High-Level operators are mapped to Logical Operators which further mapped to the Physical operators in Spark Streaming query to create StateStoreRDD.

== Physical Plan ==
WriteToDataSourceV2 org.apache.spark.sql.execution.streaming.sources.MicroBatchWriter@b79b293
+- *(4) HashAggregate(keys=[symbol#1, window#17-T500ms], functions=[max(value#2)], output=[symbol#1, window#11-T500ms, max(value)#16])
   +- StateStoreSave [symbol#1, window#17-T500ms], state info [ checkpoint = file:/Users/shigarg1/hadoop/stocks/checkpoint/state, runId = a38c585d-5219-44f8-8102-dfe6d60c2720, opId = 0, ver = 1, numPartitions = 1], Update, 1602320400500, 2
      +- *(3) HashAggregate(keys=[symbol#1, window#17-T500ms], functions=[merge_max(value#2)], output=[symbol#1, window#17-T500ms, max#53])
         +- StateStoreRestore [symbol#1, window#17-T500ms], state info [ checkpoint = file:/Users/shigarg1/hadoop/stocks/checkpoint/state, runId = a38c585d-5219-44f8-8102-dfe6d60c2720, opId = 0, ver = 1, numPartitions = 1], 2
            +- *(2) HashAggregate(keys=[symbol#1, window#17-T500ms], functions=[merge_max(value#2)], output=[symbol#1, window#17-T500ms, max#53])
               +- Exchange hashpartitioning(symbol#1, window#17-T500ms, 1)
                  +- *(1) HashAggregate(keys=[symbol#1, window#17-T500ms], functions=[partial_max(value#2)], output=[symbol#1, window#17-T500ms, max#53])
                     +- *(1) Project [named_struct(start, precisetimestampconversion(((((CASE WHEN (cast(CEIL((cast((precisetimestampconversion(time#0-T500ms, TimestampType, LongType) - 0) as double) / 1.0E7)) as double) = (cast((precisetimestampconversion(time#0-T500ms, TimestampType, LongType) - 0) as double) / 1.0E7)) THEN (CEIL((cast((precisetimestampconversion(time#0-T500ms, TimestampType, LongType) - 0) as double) / 1.0E7)) + 1) ELSE CEIL((cast((precisetimestampconversion(time#0-T500ms, TimestampType, LongType) - 0) as double) / 1.0E7)) END + 0) - 1) * 10000000) + 0), LongType, TimestampType), end, precisetimestampconversion(((((CASE WHEN (cast(CEIL((cast((precisetimestampconversion(time#0-T500ms, TimestampType, LongType) - 0) as double) / 1.0E7)) as double) = (cast((precisetimestampconversion(time#0-T500ms, TimestampType, LongType) - 0) as double) / 1.0E7)) THEN (CEIL((cast((precisetimestampconversion(time#0-T500ms, TimestampType, LongType) - 0) as double) / 1.0E7)) + 1) ELSE CEIL((cast((precisetimestampconversion(time#0-T500ms, TimestampType, LongType) - 0) as double) / 1.0E7)) END + 0) - 1) * 10000000) + 10000000), LongType, TimestampType)) AS window#17-T500ms, symbol#1, value#2]
                        +- *(1) Filter isnotnull(time#0-T500ms)
                           +- EventTimeWatermark time#0: timestamp, interval 500 milliseconds
                              +- LocalTableScan <empty>, [time#0, symbol#1, value#2]

Summary

Structured Streaming has native support of aggregations over different time components i.e.
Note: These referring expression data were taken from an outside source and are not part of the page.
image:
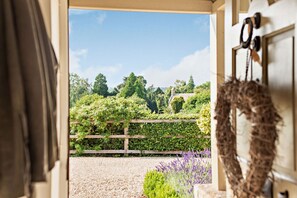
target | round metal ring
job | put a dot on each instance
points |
(246, 44)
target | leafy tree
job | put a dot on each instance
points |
(177, 104)
(203, 121)
(79, 87)
(180, 86)
(204, 86)
(133, 85)
(100, 85)
(190, 86)
(151, 99)
(201, 97)
(140, 90)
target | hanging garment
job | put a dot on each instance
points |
(28, 136)
(39, 75)
(14, 156)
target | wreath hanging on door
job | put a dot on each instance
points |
(254, 101)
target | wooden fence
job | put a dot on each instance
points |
(126, 138)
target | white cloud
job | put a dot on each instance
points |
(101, 18)
(70, 27)
(90, 72)
(196, 64)
(202, 23)
(79, 12)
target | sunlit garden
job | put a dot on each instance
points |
(135, 122)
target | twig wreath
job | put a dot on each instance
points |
(253, 100)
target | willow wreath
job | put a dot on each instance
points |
(254, 101)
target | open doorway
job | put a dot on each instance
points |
(114, 49)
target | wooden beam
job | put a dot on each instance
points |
(128, 151)
(218, 5)
(170, 6)
(132, 136)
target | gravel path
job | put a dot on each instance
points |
(102, 177)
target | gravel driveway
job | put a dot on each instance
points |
(107, 177)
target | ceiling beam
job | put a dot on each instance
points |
(170, 6)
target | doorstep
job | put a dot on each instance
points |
(207, 191)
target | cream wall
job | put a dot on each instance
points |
(55, 13)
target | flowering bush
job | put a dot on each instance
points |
(182, 173)
(203, 121)
(155, 186)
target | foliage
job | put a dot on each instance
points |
(201, 97)
(91, 118)
(180, 86)
(183, 173)
(204, 86)
(177, 104)
(155, 186)
(156, 99)
(203, 121)
(190, 86)
(133, 85)
(100, 85)
(157, 136)
(78, 87)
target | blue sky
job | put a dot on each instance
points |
(161, 47)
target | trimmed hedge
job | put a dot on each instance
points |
(155, 186)
(91, 113)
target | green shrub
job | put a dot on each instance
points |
(177, 104)
(195, 103)
(155, 186)
(90, 115)
(203, 121)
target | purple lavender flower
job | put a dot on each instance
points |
(192, 168)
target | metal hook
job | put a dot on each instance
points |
(246, 44)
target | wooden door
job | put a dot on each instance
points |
(277, 70)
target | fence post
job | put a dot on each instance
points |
(126, 142)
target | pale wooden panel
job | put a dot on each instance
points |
(281, 83)
(175, 6)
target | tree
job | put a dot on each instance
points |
(190, 86)
(100, 85)
(180, 86)
(79, 87)
(177, 104)
(133, 85)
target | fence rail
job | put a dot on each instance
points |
(126, 138)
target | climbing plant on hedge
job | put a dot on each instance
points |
(92, 115)
(177, 104)
(203, 121)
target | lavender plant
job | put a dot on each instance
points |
(183, 173)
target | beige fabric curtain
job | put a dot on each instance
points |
(28, 138)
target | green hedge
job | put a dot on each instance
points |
(155, 186)
(91, 113)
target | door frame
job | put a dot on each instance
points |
(58, 20)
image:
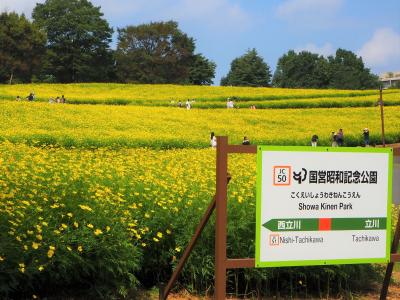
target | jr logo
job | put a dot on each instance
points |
(274, 239)
(282, 175)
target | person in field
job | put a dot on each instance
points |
(340, 137)
(229, 103)
(314, 140)
(213, 140)
(366, 137)
(334, 139)
(31, 96)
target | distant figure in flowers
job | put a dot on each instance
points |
(314, 140)
(213, 140)
(31, 96)
(366, 137)
(229, 103)
(340, 137)
(334, 139)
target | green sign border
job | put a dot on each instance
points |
(261, 149)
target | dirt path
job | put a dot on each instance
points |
(394, 293)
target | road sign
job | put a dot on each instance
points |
(320, 205)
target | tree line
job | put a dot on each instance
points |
(69, 41)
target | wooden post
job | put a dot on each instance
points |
(221, 218)
(382, 118)
(389, 268)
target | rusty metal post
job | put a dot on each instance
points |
(382, 118)
(389, 268)
(221, 218)
(164, 291)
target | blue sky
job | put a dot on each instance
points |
(225, 29)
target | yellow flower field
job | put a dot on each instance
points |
(107, 197)
(141, 94)
(129, 126)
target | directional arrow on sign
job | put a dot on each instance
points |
(326, 224)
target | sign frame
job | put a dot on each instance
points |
(261, 149)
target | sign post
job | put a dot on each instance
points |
(363, 226)
(318, 206)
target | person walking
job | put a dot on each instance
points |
(314, 140)
(340, 137)
(366, 137)
(213, 140)
(334, 139)
(30, 97)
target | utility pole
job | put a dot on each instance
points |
(382, 118)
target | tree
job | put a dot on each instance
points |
(347, 71)
(78, 40)
(301, 70)
(248, 70)
(308, 70)
(202, 71)
(22, 47)
(158, 52)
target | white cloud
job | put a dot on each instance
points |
(19, 6)
(293, 8)
(382, 50)
(216, 14)
(325, 50)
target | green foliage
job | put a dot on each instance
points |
(307, 70)
(22, 47)
(202, 71)
(302, 70)
(347, 71)
(158, 52)
(248, 70)
(78, 40)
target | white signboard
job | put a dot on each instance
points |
(323, 205)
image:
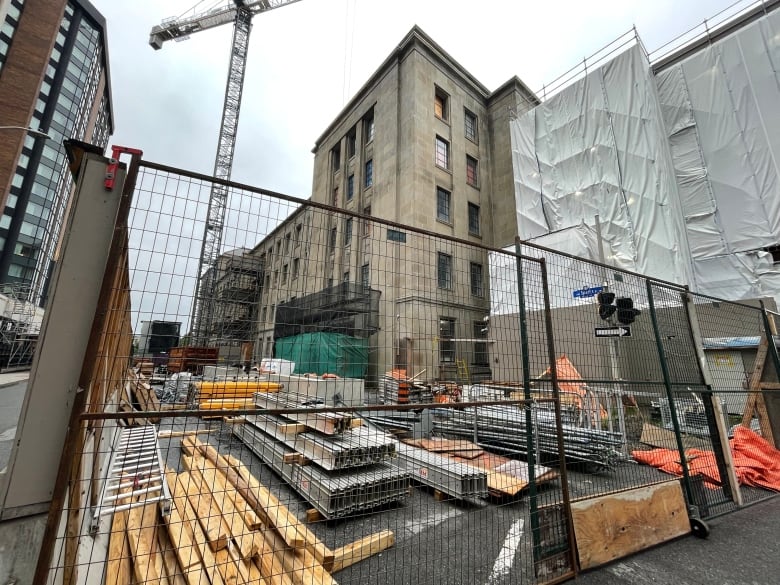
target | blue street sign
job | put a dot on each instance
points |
(587, 292)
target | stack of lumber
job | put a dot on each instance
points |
(232, 394)
(138, 395)
(225, 527)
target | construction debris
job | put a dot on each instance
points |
(503, 428)
(329, 423)
(224, 527)
(138, 395)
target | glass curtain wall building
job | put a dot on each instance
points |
(72, 100)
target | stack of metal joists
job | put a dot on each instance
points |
(504, 428)
(455, 479)
(358, 447)
(418, 393)
(340, 467)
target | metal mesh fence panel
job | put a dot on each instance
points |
(325, 415)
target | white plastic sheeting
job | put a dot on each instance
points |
(599, 148)
(721, 108)
(681, 166)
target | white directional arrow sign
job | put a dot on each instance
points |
(622, 331)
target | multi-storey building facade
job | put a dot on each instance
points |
(54, 79)
(424, 144)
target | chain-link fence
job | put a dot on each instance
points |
(339, 398)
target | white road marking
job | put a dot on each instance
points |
(506, 557)
(419, 524)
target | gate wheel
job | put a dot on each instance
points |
(699, 528)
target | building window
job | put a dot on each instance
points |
(476, 279)
(444, 270)
(442, 153)
(471, 126)
(443, 200)
(472, 171)
(446, 339)
(396, 236)
(366, 221)
(347, 231)
(369, 173)
(441, 105)
(351, 143)
(474, 219)
(336, 158)
(480, 347)
(368, 127)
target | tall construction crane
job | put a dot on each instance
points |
(240, 13)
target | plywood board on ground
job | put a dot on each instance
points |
(614, 526)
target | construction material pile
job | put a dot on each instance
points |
(337, 465)
(137, 395)
(223, 527)
(398, 388)
(227, 394)
(504, 477)
(503, 428)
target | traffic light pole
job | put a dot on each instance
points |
(613, 348)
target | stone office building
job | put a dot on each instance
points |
(425, 144)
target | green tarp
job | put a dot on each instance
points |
(325, 353)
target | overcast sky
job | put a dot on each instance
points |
(307, 59)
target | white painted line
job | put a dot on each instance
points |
(506, 556)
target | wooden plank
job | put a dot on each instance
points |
(184, 547)
(310, 541)
(141, 534)
(262, 501)
(174, 573)
(269, 561)
(728, 457)
(171, 434)
(613, 526)
(362, 549)
(230, 516)
(299, 563)
(251, 519)
(179, 491)
(118, 566)
(227, 568)
(206, 509)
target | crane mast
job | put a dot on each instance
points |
(239, 12)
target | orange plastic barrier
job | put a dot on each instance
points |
(756, 462)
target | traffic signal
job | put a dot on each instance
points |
(606, 308)
(626, 310)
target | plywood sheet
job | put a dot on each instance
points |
(614, 526)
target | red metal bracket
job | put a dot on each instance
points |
(113, 164)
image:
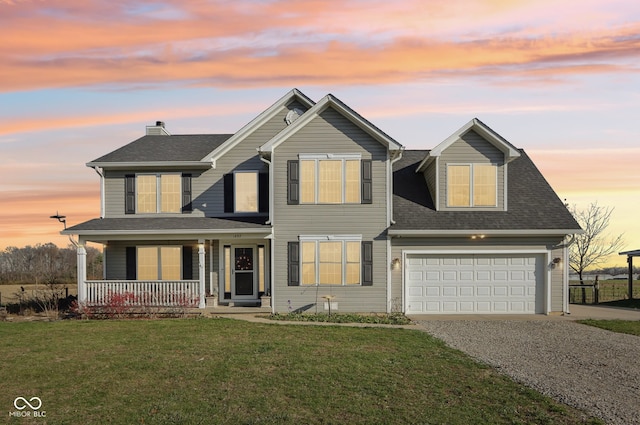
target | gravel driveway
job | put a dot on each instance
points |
(589, 368)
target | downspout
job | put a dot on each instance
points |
(266, 161)
(391, 221)
(271, 237)
(565, 276)
(390, 203)
(100, 172)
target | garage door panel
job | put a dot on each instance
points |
(483, 307)
(500, 291)
(449, 291)
(466, 291)
(466, 275)
(518, 291)
(483, 291)
(483, 275)
(432, 291)
(466, 307)
(450, 275)
(500, 275)
(475, 284)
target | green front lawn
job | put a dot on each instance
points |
(622, 326)
(204, 371)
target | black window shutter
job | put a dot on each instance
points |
(367, 182)
(294, 264)
(228, 193)
(367, 263)
(263, 192)
(130, 194)
(293, 182)
(131, 258)
(187, 262)
(186, 193)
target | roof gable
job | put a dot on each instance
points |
(330, 101)
(154, 150)
(258, 121)
(510, 151)
(534, 207)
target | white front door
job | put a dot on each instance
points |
(243, 273)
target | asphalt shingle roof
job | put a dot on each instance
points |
(190, 147)
(160, 224)
(532, 203)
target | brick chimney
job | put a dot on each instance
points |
(157, 130)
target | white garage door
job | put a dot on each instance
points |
(474, 284)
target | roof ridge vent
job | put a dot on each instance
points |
(157, 130)
(293, 115)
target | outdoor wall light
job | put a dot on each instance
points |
(395, 264)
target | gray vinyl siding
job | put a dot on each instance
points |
(116, 261)
(208, 189)
(207, 186)
(114, 193)
(506, 244)
(430, 179)
(557, 280)
(471, 149)
(331, 133)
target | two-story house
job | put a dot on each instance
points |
(316, 207)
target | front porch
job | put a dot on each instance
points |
(234, 270)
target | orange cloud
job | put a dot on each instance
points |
(231, 44)
(10, 125)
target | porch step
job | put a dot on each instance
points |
(222, 309)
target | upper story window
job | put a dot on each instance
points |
(330, 261)
(472, 185)
(246, 191)
(329, 179)
(157, 193)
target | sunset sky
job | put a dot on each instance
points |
(79, 78)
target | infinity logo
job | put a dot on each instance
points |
(26, 403)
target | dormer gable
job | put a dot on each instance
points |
(288, 101)
(330, 101)
(468, 170)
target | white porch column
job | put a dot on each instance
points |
(201, 273)
(82, 274)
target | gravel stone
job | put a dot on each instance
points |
(595, 370)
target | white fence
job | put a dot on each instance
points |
(166, 293)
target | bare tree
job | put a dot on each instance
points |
(592, 248)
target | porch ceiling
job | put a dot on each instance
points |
(169, 227)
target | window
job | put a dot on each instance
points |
(330, 261)
(471, 185)
(246, 188)
(330, 179)
(159, 193)
(159, 263)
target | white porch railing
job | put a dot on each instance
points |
(148, 293)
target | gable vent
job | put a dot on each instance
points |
(293, 115)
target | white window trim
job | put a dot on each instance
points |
(330, 238)
(158, 192)
(471, 173)
(235, 187)
(159, 257)
(317, 157)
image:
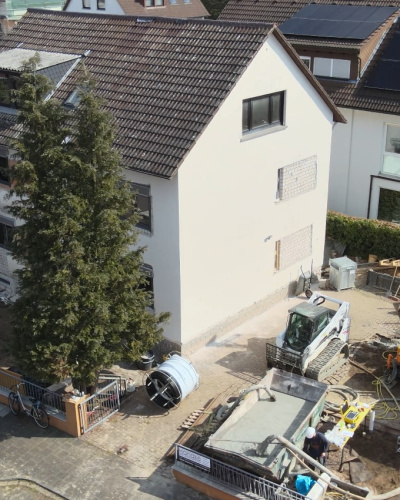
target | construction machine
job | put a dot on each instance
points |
(315, 341)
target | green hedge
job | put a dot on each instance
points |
(364, 236)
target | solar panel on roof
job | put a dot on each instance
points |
(386, 73)
(337, 21)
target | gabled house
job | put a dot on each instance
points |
(354, 51)
(225, 136)
(187, 9)
(11, 11)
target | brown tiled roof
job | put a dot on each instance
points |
(278, 11)
(358, 96)
(162, 79)
(180, 9)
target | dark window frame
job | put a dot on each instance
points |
(143, 205)
(6, 231)
(4, 166)
(250, 114)
(147, 270)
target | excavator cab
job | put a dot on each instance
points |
(305, 322)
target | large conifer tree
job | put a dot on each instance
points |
(82, 301)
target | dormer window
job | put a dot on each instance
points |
(331, 68)
(73, 100)
(307, 61)
(154, 3)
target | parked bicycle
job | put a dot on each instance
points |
(36, 411)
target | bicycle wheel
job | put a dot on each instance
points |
(40, 417)
(13, 403)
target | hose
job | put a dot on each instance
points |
(342, 390)
(295, 451)
(379, 379)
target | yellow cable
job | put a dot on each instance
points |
(382, 406)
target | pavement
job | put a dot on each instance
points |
(39, 464)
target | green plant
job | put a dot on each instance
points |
(364, 236)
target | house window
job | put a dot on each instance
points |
(5, 91)
(154, 3)
(6, 231)
(307, 61)
(143, 204)
(149, 283)
(264, 111)
(391, 156)
(332, 68)
(4, 171)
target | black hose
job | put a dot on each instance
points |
(390, 375)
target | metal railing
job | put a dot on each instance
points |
(52, 400)
(100, 406)
(244, 482)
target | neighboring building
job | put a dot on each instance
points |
(11, 11)
(187, 9)
(226, 137)
(354, 50)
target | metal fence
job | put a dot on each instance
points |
(100, 406)
(51, 399)
(245, 483)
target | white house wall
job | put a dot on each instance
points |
(357, 154)
(229, 219)
(162, 249)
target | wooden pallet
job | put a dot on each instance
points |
(188, 422)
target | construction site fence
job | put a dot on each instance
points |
(228, 475)
(9, 380)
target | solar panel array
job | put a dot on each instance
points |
(386, 73)
(337, 21)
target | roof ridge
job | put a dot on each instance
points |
(161, 20)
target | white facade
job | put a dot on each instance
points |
(363, 162)
(216, 225)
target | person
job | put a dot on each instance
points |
(316, 445)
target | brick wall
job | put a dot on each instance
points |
(298, 178)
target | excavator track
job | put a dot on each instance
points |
(334, 355)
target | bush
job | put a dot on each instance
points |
(364, 236)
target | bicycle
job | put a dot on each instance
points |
(36, 411)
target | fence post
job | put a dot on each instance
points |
(72, 414)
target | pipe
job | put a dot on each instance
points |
(377, 378)
(296, 451)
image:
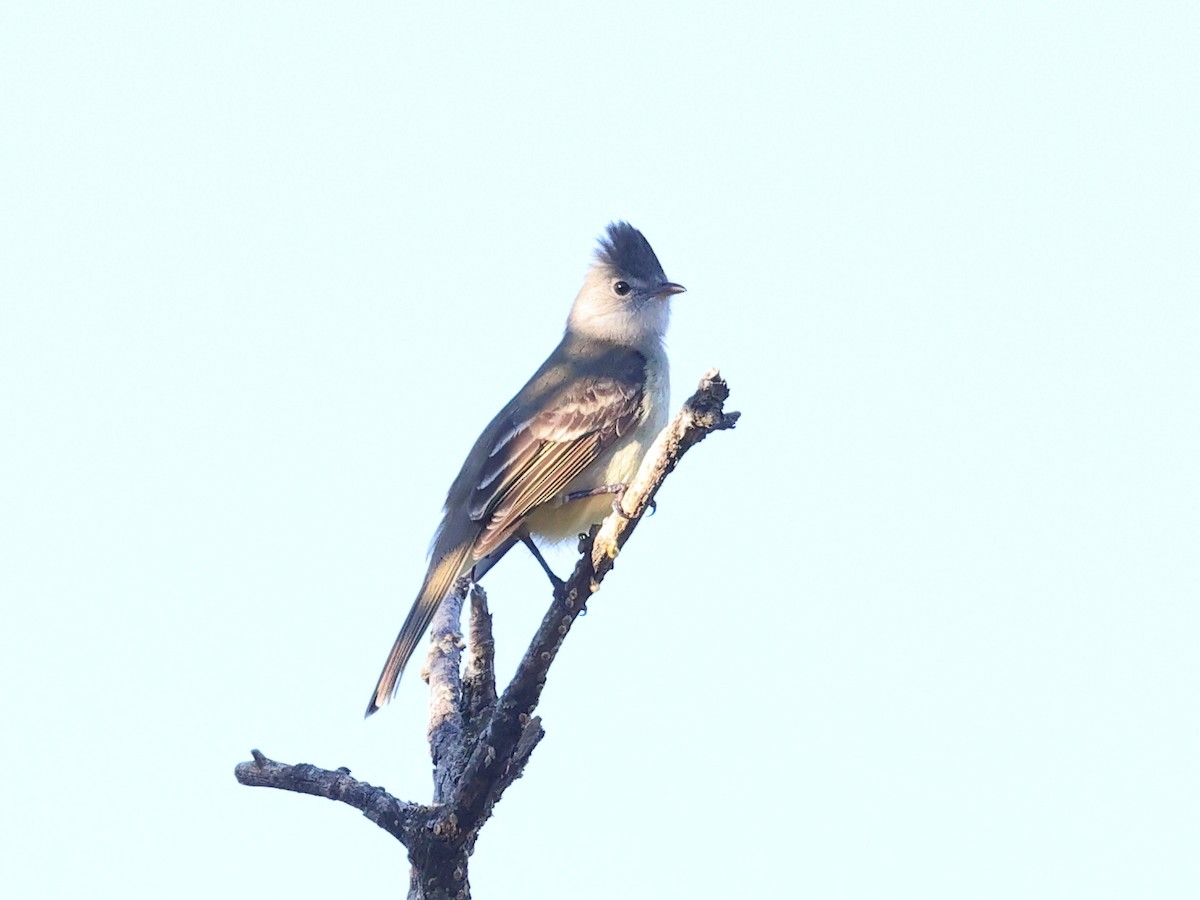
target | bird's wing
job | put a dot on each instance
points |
(534, 460)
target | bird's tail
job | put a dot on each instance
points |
(438, 581)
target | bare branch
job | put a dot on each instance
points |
(442, 672)
(401, 820)
(511, 733)
(479, 671)
(480, 743)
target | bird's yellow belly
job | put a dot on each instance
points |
(565, 521)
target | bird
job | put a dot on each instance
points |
(552, 460)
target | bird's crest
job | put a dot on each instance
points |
(625, 250)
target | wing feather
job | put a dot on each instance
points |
(537, 459)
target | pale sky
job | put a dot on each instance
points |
(925, 625)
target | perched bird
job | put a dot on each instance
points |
(550, 462)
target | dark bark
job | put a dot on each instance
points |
(479, 742)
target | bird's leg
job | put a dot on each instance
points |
(559, 585)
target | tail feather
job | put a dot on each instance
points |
(438, 582)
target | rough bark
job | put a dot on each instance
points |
(480, 742)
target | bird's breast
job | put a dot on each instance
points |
(617, 465)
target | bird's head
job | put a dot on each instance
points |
(625, 297)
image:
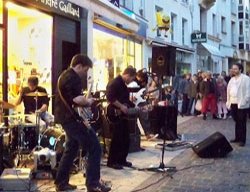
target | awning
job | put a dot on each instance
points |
(111, 12)
(213, 50)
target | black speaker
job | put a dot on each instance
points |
(216, 145)
(163, 61)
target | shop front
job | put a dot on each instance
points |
(38, 38)
(112, 53)
(209, 57)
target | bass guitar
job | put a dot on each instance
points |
(88, 114)
(139, 97)
(114, 114)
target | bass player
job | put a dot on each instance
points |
(118, 97)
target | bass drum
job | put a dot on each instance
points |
(54, 139)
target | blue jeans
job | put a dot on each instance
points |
(78, 135)
(47, 118)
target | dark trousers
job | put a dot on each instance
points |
(119, 146)
(185, 102)
(190, 105)
(145, 121)
(209, 100)
(78, 135)
(240, 118)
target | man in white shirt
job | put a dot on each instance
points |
(238, 99)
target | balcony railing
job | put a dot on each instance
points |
(206, 4)
(233, 8)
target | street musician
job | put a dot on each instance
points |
(36, 101)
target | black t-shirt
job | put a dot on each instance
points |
(117, 90)
(70, 86)
(30, 101)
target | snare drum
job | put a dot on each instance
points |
(54, 139)
(23, 136)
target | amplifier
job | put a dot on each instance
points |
(15, 179)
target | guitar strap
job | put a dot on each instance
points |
(78, 119)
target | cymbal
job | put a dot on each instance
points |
(18, 115)
(36, 94)
(6, 105)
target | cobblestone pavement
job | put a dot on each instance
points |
(195, 174)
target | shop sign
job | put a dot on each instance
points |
(199, 37)
(115, 2)
(61, 7)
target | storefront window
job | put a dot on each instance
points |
(112, 54)
(29, 48)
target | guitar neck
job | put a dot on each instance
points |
(89, 91)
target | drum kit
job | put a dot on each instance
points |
(19, 138)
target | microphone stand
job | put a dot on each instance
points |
(162, 167)
(38, 147)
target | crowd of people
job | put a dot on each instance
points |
(219, 94)
(209, 90)
(222, 95)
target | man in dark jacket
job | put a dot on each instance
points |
(208, 91)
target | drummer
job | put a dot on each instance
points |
(36, 101)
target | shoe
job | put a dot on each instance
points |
(65, 187)
(115, 166)
(127, 164)
(99, 188)
(234, 141)
(241, 144)
(215, 117)
(204, 116)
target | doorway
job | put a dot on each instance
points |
(29, 48)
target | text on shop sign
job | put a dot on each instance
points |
(63, 6)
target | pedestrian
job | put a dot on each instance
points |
(208, 91)
(238, 99)
(221, 85)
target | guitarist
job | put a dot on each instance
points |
(118, 97)
(77, 133)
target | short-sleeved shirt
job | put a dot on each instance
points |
(117, 90)
(71, 86)
(30, 101)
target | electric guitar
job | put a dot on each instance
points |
(114, 114)
(86, 113)
(139, 97)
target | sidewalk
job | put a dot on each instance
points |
(127, 179)
(230, 174)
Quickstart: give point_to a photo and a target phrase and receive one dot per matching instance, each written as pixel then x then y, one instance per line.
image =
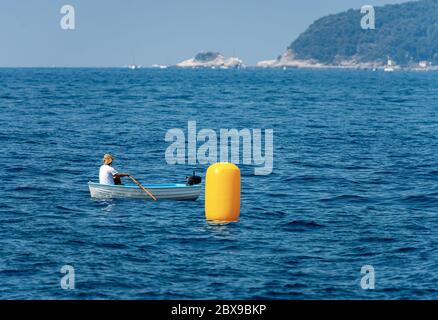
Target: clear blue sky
pixel 114 33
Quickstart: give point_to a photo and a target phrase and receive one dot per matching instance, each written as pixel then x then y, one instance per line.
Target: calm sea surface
pixel 355 182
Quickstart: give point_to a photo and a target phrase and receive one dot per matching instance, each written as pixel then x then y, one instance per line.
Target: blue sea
pixel 355 183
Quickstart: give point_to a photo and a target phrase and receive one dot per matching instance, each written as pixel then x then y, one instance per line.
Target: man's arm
pixel 120 175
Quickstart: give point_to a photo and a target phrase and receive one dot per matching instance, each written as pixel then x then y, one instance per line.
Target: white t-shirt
pixel 106 173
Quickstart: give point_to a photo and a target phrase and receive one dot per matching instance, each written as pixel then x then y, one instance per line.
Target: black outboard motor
pixel 194 179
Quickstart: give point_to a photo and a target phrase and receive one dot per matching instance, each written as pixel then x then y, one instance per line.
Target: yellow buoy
pixel 222 193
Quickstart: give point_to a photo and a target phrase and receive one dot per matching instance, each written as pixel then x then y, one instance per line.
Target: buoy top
pixel 223 165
Event time, Ingestion time, and processing time. While Spark 1.x supports aggregation only on Processing time.
it is highly recommended to use watermarks with event-time aggregations to accommodate late events and control the state in a bounded way since it can lead to memory overflow. The checkpointing is mandatory to make the always running Streaming query a fault-tolerant.